5th Chief Judge of Sabah and Sarawak
- In office 11 July 2018 – 19 February 2020
- Nominated by: Mahathir Mohamad
- Appointed by: Muhammad V
- Preceded by: Richard Malanjum
- Succeeded by: Abang Iskandar Abang Hashim

Personal details
- Born: David Wong Dak Wah 20 August 1953 (age 72) Sandakan, Crown Colony of North Borneo (now Sabah, Malaysia)
- Citizenship: Malaysian
- Spouse: Janet Wong Ying Kin
- Alma mater: University of New South Wales
- Occupation: Judge
- Profession: Lawyer

= David Wong Dak Wah =

Malaysian lawyer and judge

Tan Sri Datuk Seri Panglima David Wong Dak Wah (黄达华 (黃達華, N̂g Ta̍t-hôa, Wong4 Daat6 Waa4, Huáng Dáhuá); Pha̍k-fa-sṳ: Vòng Tha̍t-fà; born 20 August 1953) is a Malaysian lawyer and judge who served as the fifth Chief Judge of Sabah and Sarawak.

== Education ==
Wong attended the University of New South Wales in Sydney, Australia. He graduated with a Bachelor of Commerce (BCom.), majoring in accountancy, in 1976 and a Bachelor of Laws (LL.B.) in 1977.

== Career ==
On 29 September 2005, Wong was appointed as judicial commissioner at the High Court in Kuching. He was promoted to the post of judge at the same court on 11 April 2007.

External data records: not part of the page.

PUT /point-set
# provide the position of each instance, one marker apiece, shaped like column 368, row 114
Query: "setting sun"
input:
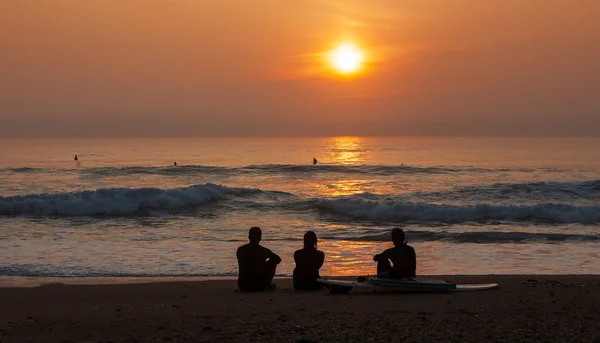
column 346, row 58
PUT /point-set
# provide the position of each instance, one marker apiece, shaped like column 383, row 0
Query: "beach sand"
column 523, row 309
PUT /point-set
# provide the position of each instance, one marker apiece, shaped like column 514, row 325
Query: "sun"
column 346, row 58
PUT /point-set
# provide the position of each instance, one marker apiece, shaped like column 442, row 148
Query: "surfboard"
column 404, row 285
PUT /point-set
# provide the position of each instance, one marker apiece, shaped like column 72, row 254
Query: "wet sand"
column 525, row 308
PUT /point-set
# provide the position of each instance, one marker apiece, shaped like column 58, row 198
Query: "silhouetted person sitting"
column 257, row 264
column 402, row 256
column 308, row 262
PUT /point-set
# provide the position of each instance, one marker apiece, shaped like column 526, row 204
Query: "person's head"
column 310, row 240
column 255, row 235
column 398, row 236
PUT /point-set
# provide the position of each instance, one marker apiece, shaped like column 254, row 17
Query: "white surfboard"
column 404, row 285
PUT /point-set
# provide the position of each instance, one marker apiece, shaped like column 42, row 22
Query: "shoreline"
column 549, row 308
column 39, row 281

On 15 January 2009, he was transferred to the High Court in Kota Kinabalu.

On 8 January 2013, he was appointed as a judge at the Court of Appeal of Malaysia, second highest court in the judicial hierarchy of Malaysia. He held this position until 27 April 2018. He was then appointed a judge at the Federal Court of Malaysia, ascending to the apex court in the country. Less than two months later, Wong was sworn in by the Yang di-Pertuan Agong (King of Malaysia) to the office of Chief Judge of The High Court of Sabah and Sarawak (CJSS), replacing Richard Malanjum who was elevated to the post of Chief Justice of Malaysia. As such, he now occupies the fourth highest judicial office in the country after the Chief Justice of Malaysia (CJ), President of the Court of Appeal of Malaysia (PCA) and Chief Judge of The High Court of Malaya (CJM).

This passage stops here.